Während ich mich in Nicaragua aufhalte, spricht US-Präsident Barack Obama vor dem Brandenburger Tor in Berlin. Anders als zu seiner Rede an der Siegessäule 2008, zu der er als US-Senator und Präsidentschaftskandidat kam, sind nun nur ausgewählte Zuschauer_innen und Zuhörer_innen zugegen. 8000 Polizisten sichern die Stadt, haben tagelang Kanalisationsdeckel versiegelt, Autos und Anwohner kontrolliert. Ich stelle mir den zweitägigen Ausnahmezustand als typisches Berliner Erlebnis vor und finde es schade, daß ich die Atmosphäre in der Stadt nicht direkt als Berlinerin wahrnehmen kann.
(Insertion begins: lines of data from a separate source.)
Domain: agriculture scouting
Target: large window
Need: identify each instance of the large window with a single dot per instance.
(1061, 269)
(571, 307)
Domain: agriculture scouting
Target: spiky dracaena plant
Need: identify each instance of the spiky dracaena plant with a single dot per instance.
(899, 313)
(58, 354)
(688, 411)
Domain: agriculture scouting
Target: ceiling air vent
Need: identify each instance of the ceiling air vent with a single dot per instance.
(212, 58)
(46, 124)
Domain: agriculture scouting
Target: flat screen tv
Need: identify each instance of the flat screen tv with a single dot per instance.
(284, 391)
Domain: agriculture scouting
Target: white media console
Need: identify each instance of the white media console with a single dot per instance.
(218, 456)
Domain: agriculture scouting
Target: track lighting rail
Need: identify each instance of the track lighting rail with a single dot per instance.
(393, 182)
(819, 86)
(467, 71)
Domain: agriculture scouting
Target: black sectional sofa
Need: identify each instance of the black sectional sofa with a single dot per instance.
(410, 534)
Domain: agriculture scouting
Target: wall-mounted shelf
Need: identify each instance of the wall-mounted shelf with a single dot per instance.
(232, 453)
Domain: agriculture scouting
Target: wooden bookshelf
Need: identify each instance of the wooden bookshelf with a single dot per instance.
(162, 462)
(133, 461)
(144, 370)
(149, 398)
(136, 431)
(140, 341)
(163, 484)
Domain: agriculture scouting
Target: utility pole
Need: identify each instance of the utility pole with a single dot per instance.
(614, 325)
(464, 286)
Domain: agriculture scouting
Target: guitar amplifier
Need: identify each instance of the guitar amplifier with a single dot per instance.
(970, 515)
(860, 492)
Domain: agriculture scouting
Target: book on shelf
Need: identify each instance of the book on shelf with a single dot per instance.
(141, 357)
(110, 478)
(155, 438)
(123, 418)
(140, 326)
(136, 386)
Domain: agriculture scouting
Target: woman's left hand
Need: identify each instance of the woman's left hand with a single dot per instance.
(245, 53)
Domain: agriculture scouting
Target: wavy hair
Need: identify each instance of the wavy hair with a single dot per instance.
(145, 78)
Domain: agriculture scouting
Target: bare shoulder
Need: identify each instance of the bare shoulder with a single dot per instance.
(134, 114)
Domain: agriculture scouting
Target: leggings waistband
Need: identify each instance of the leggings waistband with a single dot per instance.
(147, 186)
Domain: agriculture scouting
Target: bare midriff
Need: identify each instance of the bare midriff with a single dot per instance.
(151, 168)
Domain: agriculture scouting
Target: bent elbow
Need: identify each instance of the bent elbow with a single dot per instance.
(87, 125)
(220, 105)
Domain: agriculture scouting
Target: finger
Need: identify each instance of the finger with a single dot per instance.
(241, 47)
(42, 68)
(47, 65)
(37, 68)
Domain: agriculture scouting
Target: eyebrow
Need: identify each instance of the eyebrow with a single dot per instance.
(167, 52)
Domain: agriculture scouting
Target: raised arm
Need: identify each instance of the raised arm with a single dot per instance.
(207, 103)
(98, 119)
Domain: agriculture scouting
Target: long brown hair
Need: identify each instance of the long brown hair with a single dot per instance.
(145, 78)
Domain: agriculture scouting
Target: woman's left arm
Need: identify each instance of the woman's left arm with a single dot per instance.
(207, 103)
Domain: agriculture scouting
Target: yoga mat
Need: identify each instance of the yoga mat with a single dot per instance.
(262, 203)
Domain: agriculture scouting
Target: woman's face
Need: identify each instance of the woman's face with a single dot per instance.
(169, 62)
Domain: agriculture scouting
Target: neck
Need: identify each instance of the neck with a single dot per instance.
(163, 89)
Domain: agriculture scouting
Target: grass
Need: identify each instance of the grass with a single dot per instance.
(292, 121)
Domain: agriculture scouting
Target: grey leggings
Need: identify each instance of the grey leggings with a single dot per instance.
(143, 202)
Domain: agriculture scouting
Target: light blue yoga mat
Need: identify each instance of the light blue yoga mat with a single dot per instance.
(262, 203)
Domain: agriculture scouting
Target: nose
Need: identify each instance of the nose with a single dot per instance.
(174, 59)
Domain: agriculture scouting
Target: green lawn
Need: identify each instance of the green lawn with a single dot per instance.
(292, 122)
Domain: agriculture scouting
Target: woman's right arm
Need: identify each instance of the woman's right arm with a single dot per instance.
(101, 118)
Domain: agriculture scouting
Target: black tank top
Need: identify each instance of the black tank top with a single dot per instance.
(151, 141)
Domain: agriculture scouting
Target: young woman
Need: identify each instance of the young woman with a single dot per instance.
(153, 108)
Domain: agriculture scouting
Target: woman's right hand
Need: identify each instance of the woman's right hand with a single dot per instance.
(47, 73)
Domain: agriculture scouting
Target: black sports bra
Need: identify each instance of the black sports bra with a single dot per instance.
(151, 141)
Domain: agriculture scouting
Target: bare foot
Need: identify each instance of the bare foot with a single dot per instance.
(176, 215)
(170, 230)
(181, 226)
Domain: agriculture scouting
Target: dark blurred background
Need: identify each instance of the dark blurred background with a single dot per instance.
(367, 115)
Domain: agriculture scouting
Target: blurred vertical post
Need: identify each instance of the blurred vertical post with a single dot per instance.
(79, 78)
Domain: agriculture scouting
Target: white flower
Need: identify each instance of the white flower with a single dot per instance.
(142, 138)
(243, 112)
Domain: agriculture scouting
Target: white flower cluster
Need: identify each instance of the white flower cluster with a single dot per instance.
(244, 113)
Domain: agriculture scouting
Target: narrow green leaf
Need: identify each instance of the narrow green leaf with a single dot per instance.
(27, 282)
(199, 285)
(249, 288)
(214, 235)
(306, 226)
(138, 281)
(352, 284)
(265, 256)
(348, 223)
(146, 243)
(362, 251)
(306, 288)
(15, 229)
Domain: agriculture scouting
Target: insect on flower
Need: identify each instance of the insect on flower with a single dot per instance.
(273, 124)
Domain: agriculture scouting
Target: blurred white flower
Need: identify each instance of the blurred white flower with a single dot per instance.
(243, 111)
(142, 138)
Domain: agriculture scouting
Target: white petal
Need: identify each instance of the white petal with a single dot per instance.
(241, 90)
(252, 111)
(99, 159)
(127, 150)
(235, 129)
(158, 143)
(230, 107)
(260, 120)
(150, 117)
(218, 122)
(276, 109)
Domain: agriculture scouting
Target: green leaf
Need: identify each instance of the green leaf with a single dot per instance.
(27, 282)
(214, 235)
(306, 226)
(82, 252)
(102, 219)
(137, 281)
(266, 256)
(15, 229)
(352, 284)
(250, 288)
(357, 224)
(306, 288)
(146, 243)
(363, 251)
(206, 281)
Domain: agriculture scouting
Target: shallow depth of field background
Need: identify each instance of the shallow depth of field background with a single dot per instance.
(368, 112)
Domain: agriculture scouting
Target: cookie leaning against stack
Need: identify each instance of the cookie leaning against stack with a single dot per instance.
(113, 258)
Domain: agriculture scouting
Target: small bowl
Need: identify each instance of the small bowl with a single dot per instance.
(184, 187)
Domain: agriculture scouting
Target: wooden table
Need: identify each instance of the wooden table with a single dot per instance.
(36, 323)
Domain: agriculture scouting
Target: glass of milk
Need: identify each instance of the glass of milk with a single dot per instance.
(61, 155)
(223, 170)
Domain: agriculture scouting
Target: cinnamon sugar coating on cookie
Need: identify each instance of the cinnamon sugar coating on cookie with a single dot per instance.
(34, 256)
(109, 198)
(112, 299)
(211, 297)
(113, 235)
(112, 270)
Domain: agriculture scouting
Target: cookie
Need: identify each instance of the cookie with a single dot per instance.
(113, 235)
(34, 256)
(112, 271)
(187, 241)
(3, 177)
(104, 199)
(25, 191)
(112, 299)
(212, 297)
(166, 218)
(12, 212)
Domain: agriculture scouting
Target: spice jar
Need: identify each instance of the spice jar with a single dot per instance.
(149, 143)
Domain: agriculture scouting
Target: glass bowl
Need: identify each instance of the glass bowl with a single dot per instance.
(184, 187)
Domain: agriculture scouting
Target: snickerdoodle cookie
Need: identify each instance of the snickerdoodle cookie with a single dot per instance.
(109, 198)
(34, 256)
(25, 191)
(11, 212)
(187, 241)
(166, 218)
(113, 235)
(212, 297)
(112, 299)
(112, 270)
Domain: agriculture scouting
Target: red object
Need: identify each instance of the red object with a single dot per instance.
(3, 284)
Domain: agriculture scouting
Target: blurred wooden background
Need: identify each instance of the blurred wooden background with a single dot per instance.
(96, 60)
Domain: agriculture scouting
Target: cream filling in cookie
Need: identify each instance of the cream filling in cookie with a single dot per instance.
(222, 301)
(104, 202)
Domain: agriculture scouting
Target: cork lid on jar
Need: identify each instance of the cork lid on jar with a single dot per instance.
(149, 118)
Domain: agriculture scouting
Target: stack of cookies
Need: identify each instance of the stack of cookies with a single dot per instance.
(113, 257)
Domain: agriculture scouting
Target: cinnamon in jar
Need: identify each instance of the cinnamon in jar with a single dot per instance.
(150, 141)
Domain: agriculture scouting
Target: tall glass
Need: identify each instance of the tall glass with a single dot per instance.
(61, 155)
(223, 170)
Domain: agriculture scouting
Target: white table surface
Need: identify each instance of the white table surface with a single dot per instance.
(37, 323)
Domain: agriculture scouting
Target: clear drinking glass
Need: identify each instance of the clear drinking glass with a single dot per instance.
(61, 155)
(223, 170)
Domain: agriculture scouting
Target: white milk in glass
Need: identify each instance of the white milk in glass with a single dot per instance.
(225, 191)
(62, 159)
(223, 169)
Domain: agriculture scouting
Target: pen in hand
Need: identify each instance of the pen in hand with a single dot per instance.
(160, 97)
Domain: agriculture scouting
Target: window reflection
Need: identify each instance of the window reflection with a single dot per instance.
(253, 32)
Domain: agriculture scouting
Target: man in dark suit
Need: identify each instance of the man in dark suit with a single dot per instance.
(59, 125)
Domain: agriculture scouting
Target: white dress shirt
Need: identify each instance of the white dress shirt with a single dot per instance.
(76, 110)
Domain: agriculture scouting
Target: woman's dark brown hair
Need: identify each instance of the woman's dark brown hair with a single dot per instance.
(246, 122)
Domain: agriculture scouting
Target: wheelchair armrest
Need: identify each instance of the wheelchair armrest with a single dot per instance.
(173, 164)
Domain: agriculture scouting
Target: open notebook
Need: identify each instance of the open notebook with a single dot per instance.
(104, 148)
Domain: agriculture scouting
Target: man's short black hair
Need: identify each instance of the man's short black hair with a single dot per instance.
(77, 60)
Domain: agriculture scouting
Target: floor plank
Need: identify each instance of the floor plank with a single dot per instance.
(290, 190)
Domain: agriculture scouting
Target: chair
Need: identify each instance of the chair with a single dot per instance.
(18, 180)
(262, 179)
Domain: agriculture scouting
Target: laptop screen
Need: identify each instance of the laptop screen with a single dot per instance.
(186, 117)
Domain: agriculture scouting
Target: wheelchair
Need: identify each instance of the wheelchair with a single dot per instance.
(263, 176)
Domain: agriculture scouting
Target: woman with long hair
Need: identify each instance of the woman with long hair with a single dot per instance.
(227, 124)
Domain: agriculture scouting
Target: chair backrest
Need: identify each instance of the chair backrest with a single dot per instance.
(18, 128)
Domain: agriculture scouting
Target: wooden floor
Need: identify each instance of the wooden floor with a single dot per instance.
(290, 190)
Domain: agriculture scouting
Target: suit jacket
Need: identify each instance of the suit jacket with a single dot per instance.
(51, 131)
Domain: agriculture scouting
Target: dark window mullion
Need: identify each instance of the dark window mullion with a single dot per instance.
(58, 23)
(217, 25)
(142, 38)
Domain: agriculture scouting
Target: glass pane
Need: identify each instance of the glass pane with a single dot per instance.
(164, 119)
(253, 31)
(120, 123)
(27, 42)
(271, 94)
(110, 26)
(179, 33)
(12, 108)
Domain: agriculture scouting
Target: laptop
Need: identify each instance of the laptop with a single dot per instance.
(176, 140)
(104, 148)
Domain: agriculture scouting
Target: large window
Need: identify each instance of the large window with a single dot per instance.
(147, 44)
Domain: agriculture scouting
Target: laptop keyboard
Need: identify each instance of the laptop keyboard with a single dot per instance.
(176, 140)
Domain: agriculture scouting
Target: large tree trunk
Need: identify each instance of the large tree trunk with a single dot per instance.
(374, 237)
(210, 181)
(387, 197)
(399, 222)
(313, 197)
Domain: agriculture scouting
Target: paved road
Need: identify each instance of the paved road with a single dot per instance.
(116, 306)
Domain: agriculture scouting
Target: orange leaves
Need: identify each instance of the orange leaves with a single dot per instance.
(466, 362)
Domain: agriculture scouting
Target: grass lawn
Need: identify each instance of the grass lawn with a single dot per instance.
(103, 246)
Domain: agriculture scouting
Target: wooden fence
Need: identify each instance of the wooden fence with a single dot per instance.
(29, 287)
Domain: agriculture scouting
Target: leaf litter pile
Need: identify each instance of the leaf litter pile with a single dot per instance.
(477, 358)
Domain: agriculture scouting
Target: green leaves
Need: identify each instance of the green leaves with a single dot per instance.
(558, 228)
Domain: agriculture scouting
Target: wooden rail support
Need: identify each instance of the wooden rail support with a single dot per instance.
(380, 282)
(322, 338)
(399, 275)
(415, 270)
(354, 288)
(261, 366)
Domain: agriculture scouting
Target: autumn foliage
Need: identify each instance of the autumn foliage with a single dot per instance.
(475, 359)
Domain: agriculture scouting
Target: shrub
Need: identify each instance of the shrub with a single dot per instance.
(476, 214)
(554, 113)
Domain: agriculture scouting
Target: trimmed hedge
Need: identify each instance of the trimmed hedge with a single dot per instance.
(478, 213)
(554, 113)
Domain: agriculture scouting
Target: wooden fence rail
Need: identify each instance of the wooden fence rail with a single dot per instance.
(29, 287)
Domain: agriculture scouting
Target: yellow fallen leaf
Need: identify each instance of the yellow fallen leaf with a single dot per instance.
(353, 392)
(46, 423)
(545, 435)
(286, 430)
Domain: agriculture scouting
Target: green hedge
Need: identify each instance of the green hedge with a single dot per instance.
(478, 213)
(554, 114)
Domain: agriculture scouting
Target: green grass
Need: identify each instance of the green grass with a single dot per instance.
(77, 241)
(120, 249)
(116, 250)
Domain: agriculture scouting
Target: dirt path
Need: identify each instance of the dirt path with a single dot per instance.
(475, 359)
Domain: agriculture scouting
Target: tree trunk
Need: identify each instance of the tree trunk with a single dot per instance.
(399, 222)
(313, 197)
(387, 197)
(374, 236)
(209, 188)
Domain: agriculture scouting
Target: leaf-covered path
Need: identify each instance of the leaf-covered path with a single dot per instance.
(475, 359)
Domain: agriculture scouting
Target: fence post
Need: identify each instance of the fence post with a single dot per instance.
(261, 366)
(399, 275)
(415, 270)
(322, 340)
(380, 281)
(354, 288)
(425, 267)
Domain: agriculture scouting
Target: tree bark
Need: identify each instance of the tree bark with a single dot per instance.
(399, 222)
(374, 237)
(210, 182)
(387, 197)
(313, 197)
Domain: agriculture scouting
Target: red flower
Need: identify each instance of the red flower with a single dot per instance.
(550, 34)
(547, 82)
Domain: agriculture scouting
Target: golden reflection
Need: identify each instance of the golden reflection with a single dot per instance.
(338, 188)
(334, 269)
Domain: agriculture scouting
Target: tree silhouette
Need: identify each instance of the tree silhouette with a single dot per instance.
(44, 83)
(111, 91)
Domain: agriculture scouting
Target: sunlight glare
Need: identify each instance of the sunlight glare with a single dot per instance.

Aber es gibt ja Internet (auch wenn es „Neuland für uns alle ist“ - Merkel).
Der Spiegel gibt die Rede im englischen Wortlaut wieder:

www.spiegel.de/politik/deutschland/obamas-rede-in-berlin-am-19-juni-2013-im-wortlaut-englisch-a-906741.html

Ich lese sie - und bin enttäuscht. Am 24.07.2008 hörte ich gemeinsam mit etwa 200.000 Berliner_innen und Gästen seine Rede und wurde Ohrenzeugin, wie der erste US-Präsidentschaftskandidat der Welt wörtlich sagte: „It is time to secure all loose nuclear materials; to stop the spread of nuclear weapons; and to reduce the arsenals from another era. This is the moment to begin the work of seeking the peace of a world without nuclear weapons.”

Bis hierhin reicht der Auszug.